Biography
Prof. Pusch was born in Leoben, Austria, in 1941 and graduated with honors from the local high school in 1960. He studied petroleum engineering at the Montanuniversität Leoben from 1960 to 1965 and earned his doctorate under Prof. Lorbach and Prof. Schwarz-Bergkampf in 1970 with an experimental thesis on the structure of clay suspensions using surface conductivity measurements, also with honors. His research continued at the Laboratory for Petroleum Production of Deutsche Texaco AG in Wietze, focusing on the application of heat in reservoirs through in-situ combustion. In 1976, he became head of the Reservoir Department at DTA in Hohne, the district where the EOR field trials were conducted. In 1979, he was appointed university professor for the new Department of Reservoir Engineering at the Institute for Deep Drilling Technology and Petroleum Production at Clausthal University of Technology. He served there until his retirement in 2008 as department head and, in a rotating capacity, as institute director (most recently continuously from 1999 to 2007).
Teaching
He taught the field of reservoir engineering through the core courses Reservoir Engineering Parts I–III, Tertiary Oil Production Methods, and Fundamentals of Well Testing, supplemented by additional teaching assignments from industry experts (reservoir simulation, PVT properties of hydrocarbons, well testing, underground storage). In 2004, the first English-language Bachelor’s and Master’s program in Petroleum Engineering, which he designed based on the model of Heriot-Watt University, was introduced at Clausthal University of Technology; this program has proven to be the backbone of the institute’s encouraging growth in student enrollment.
Research
Initially, the research focused on EOR methods (polymer flooding, surfactant flooding, CO₂ mixed-phase flooding, and in-situ combustion). Experimental work on rock cores was elevated to a new level of visualization for flooding experiments through the establishment of one of the first rock tomography laboratories for drill cores (X-ray diffraction and nuclear magnetic resonance measurements) in Germany. At the same time, the conditions for experiments under stress were established through the construction of a test bench (triaxial permeameter) for deep regions of the Earth’s crust (10,000 meters), and a two-phase flooding facility for experiments under radial stress was set up with peripheral equipment. Powerful analytical capabilities complemented these diverse laboratory facilities. This enabled the execution of numerous research projects, such as on the permeability behavior of “tight gas” reservoirs (DGMK), on carbon dioxide storage in depleted natural gas reservoirs, on gas permeation in salt rocks and granites (BMFT and NAGRA), on the outgassing behavior of hard coal (second-generation coal mining), and water barrier performance in gas reservoirs (EU-funded), among others.

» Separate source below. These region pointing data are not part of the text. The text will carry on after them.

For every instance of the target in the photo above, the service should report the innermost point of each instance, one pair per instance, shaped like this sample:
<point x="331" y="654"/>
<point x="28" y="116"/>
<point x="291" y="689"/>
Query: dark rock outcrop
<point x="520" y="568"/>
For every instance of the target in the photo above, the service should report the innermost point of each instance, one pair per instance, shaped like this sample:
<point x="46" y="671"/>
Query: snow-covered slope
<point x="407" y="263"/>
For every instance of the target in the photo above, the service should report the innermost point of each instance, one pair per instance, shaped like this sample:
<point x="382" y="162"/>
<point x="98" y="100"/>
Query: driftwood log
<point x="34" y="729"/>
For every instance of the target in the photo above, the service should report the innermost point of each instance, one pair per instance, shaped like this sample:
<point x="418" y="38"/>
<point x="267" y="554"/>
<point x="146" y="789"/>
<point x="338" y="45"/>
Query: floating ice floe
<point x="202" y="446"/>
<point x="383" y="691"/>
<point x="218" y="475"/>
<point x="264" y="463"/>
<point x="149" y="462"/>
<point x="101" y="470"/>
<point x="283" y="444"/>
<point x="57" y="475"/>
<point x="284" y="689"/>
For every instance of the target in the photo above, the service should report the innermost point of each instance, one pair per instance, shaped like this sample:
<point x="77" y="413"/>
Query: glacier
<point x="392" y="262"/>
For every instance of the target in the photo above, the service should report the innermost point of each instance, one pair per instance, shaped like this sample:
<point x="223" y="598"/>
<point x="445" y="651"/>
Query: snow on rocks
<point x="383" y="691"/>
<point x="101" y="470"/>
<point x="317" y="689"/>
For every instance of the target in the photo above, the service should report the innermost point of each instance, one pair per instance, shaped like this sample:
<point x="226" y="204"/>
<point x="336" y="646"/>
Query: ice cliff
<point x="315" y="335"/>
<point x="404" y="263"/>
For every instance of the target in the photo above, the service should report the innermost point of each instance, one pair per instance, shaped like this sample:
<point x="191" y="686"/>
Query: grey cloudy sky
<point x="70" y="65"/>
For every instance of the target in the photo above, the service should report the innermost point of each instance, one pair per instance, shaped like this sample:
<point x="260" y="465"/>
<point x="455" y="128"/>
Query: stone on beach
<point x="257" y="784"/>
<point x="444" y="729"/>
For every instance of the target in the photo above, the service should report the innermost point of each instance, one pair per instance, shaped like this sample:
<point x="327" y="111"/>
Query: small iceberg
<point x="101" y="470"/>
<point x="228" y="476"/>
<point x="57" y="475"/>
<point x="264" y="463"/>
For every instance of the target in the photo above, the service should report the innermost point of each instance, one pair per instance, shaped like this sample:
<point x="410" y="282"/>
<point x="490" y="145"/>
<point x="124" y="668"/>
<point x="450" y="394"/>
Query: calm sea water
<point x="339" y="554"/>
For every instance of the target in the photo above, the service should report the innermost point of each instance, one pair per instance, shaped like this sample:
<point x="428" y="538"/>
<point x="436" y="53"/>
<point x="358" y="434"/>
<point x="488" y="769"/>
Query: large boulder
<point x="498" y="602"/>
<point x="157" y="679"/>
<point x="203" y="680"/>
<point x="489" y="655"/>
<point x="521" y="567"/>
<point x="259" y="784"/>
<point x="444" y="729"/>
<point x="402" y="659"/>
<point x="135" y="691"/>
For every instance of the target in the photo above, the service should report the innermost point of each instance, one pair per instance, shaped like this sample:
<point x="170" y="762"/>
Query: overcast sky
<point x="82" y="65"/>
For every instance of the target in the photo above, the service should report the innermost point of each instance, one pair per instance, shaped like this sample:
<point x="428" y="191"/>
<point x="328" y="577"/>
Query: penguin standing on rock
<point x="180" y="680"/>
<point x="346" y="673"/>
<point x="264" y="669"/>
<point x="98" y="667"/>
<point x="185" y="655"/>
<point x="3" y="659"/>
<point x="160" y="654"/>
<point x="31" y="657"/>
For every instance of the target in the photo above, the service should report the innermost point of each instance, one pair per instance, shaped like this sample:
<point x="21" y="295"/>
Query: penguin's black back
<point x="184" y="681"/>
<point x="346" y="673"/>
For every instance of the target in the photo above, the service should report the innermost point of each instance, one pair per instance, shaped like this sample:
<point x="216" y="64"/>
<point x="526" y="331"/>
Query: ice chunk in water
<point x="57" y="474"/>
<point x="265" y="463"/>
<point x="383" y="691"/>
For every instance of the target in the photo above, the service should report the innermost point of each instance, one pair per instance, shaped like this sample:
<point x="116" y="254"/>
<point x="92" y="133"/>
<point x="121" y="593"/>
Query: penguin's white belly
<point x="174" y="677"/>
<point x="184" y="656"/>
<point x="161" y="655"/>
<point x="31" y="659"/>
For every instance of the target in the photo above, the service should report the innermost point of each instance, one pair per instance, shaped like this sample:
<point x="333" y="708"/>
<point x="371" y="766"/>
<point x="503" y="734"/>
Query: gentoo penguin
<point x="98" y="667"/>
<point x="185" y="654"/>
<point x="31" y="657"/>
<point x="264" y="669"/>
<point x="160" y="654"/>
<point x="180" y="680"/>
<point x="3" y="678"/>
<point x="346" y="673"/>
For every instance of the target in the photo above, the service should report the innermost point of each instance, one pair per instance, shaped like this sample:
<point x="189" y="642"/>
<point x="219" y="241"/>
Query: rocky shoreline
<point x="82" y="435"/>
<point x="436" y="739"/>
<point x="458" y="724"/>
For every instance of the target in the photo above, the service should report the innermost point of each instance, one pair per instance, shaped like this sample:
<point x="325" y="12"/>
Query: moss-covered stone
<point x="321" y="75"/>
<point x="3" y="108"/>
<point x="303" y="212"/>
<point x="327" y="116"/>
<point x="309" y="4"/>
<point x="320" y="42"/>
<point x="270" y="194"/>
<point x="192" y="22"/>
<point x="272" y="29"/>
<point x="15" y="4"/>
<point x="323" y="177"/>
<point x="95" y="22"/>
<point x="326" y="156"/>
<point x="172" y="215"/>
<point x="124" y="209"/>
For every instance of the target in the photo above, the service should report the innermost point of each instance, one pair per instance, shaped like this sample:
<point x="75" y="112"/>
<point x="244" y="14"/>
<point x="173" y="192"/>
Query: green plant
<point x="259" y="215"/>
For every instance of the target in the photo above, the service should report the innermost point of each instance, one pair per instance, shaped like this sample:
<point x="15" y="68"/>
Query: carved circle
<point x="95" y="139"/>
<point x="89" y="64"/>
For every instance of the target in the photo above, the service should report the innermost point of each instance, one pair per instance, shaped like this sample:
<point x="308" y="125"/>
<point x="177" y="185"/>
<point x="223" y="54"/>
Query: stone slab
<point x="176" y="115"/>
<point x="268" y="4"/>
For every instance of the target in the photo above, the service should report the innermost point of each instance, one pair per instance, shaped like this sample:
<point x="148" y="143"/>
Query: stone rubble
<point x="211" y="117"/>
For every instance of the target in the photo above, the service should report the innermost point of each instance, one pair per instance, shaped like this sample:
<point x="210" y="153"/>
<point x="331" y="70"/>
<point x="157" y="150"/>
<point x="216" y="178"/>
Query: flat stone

The experimental setup used in numerous flooding tests was also utilized to validate prototype process simulators. This equipment continues to form the core research infrastructure of the department today. This work has resulted in 34 doctoral theses supervised by full-time faculty, over 100 technical publications (see the department’s publication list), and 10 patent applications.
Awards and International Activities
He was awarded the DGMK’s Carl Zerbe Prize in 1975 for his research on in-situ combustion. He was elected to the European Steering Committee of the EOR Research Symposia (ESIR) and served for many years as vice president of the international Society of Core Analysts (SCA). In collaboration with the Mining Research Institute in Essen, he was elected chairman of the “Second-Generation Coal Mining” research consortium and led its research activities through to a field trial of underground coal gasification in Mol, Belgium. Within EAGE, he contributed to expanding the membership base from its original focus on purely geological and geophysical backgrounds to include engineers. Together with Prof. Rischmüller, Prof. Neumann, and later Prof. Kessel, he established and organized the “Clausthal Chemicals Symposium for Oil and Natural Gas Production” (1982–1995). Internationally, he co-organized numerous conferences of the EAGE, the SPE, and the European “Chemical Societies” and was appointed a member of the “Committee of Mining Sciences” of the Polish Academy of Sciences.
Academic Honorary Positions
As dean of the Department of Mining and Raw Materials (1991–1993), he began transforming the traditional mining programs into modern, broader geotechnical engineering programs, some of which are still in place today. For many years, he served as chair of the Senate’s Construction Commission and as the Senate’s representative for cooperation with the Montanuniversität Leoben.